Page 20 of Ravaged By the Reaper
AMARA
The war doesn’t pause for love.
I wake to the scent of ozone and scorched wiring, thick in the recycled air like the station’s bleeding from its own lungs.
My body aches, every nerve a low thrum of leftover adrenaline.
Sheets tangled around my legs. Haktron's scent still clings to me—metallic, smoke, something darker I can't name. But that comfort’s fleeting.
Reality crashes in the moment my boots hit cold steel.
Gamma’s breathing hard. And not the good kind.
The deck shakes underfoot. Not enough to throw me off balance—but enough to make my gut tighten. Coalition fighters must be making another pass. The alarm isn’t blaring, which somehow makes it worse. We’re too used to the sound of falling apart.
“Systems status?” I bark as I hit the command corridor, already pulling my hair back into a bun that’s more fury than formality.
A junior officer nearly runs into me, tablet clutched in shaking hands. “Secondary shield grid’s offline in sectors eleven through fifteen. We’ve rerouted power from civilian life support to reinforce outer hull pressure. Hull breaches in docking arm C are being patched, but—”
“Slow down,” I say, grabbing the edge of the tablet. “Let me see.”
He steps back like I burned him. My fingers scroll through carnage in clean font: medbay damage, water supply contamination, comms lag with the outer relays. A mosaic of barely-contained catastrophe.

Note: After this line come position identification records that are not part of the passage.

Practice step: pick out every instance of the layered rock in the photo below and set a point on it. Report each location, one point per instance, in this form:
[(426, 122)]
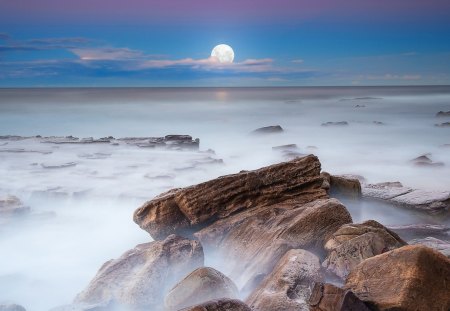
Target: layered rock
[(353, 243), (202, 285), (409, 278), (141, 277), (185, 210), (220, 305), (289, 285), (328, 297)]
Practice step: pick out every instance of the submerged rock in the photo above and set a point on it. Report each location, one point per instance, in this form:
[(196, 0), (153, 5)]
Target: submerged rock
[(201, 285), (272, 129), (412, 277), (141, 277), (328, 297), (182, 211), (289, 285), (220, 305)]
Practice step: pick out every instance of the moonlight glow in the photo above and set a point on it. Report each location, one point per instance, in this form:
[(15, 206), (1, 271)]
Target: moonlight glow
[(223, 53)]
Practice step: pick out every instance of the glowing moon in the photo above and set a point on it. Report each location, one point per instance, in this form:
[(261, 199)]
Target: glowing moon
[(223, 53)]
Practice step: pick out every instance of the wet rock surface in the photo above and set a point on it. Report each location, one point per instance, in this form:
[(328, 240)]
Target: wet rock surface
[(141, 277), (201, 285), (408, 278), (289, 285)]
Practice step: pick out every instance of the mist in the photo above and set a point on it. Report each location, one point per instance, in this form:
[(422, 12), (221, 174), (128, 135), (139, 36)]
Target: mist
[(81, 215)]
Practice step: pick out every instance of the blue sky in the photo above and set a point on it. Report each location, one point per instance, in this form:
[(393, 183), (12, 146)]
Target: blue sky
[(277, 43)]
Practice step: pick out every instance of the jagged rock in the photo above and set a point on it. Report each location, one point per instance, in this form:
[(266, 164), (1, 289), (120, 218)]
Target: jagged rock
[(141, 277), (412, 277), (289, 285), (340, 123), (220, 305), (268, 130), (189, 209), (201, 285), (443, 114), (260, 236), (421, 231), (439, 245), (11, 307), (353, 243), (327, 297), (346, 186)]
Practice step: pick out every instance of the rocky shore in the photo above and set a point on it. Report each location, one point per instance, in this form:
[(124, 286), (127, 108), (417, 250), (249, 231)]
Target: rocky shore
[(276, 239)]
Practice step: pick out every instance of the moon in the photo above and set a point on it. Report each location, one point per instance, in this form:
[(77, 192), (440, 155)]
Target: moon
[(223, 53)]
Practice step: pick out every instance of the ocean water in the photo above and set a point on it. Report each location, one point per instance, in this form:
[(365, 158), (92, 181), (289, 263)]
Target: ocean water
[(82, 215)]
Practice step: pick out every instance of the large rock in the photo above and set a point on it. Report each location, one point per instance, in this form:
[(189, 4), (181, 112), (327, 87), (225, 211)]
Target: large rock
[(203, 284), (141, 277), (327, 297), (250, 243), (289, 285), (220, 305), (409, 278), (185, 210)]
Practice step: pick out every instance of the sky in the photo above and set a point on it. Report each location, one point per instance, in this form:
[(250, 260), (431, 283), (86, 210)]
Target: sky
[(62, 43)]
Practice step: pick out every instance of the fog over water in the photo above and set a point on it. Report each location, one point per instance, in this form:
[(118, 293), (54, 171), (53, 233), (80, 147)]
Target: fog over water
[(81, 215)]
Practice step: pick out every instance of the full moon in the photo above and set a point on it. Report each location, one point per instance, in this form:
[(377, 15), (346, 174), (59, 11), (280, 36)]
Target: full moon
[(223, 53)]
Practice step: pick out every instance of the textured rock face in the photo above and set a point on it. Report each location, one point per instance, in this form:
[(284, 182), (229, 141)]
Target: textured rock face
[(289, 285), (141, 277), (327, 297), (409, 278), (203, 284), (182, 211), (250, 243), (353, 243), (220, 305)]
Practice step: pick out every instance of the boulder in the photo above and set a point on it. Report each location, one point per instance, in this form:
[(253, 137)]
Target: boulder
[(220, 305), (259, 237), (272, 129), (412, 277), (346, 186), (289, 285), (439, 245), (141, 277), (353, 243), (327, 297), (183, 211), (201, 285)]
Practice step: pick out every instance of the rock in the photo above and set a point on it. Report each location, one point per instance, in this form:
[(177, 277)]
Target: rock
[(201, 285), (443, 114), (342, 186), (268, 130), (340, 123), (421, 231), (327, 297), (444, 124), (182, 211), (11, 307), (260, 236), (439, 245), (412, 277), (289, 285), (141, 277), (220, 305), (353, 243)]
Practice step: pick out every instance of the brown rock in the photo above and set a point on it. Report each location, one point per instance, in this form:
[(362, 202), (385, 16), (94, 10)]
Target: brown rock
[(185, 210), (141, 277), (203, 284), (220, 305), (289, 285), (327, 297), (261, 236), (412, 278)]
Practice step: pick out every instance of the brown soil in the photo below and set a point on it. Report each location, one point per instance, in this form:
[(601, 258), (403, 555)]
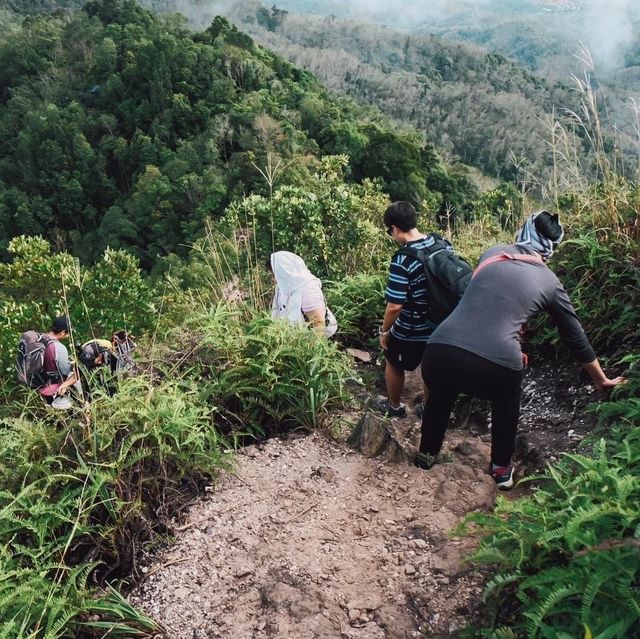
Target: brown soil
[(309, 539)]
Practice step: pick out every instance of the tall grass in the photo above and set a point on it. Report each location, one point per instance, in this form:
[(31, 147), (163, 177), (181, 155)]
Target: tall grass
[(567, 557)]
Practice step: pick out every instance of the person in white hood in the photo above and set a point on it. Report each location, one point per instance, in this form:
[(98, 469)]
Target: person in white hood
[(298, 296)]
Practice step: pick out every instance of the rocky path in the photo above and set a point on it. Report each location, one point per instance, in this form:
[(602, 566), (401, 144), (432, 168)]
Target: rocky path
[(310, 539)]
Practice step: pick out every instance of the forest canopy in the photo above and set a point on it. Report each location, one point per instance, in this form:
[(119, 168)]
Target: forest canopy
[(125, 129)]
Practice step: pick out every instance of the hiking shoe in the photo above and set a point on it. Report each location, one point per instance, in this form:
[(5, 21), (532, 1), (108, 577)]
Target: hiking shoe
[(503, 476), (424, 460), (384, 407)]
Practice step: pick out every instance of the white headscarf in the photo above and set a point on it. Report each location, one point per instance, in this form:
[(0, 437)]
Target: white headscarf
[(293, 279)]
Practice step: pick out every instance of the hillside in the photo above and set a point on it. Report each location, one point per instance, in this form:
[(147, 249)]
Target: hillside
[(229, 479), (127, 130), (475, 106)]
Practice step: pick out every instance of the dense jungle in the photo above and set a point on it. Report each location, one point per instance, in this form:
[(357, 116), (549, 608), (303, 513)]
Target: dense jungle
[(153, 155)]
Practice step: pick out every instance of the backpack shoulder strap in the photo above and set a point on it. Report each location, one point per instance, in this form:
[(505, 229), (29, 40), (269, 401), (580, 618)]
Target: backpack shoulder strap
[(422, 253), (515, 257)]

I hand it back. “Get Engineering to reinforce sections fourteen through sixteen manually. Then report to logistics—we’re gonna have to reallocate medpacks again.”
“Yes, Captain.”
Captain. That word still tastes strange in my mouth, even after all this time. But I wear it now like armor. Like teeth.
I reach the command deck and the tension hits me like a wall. Voices sharp as broken glass, fingers flying over consoles. Yentil’s in the middle of it all, barking commands that barely rise above the buzz of stress.
“Status?” I ask, stepping into his shadow.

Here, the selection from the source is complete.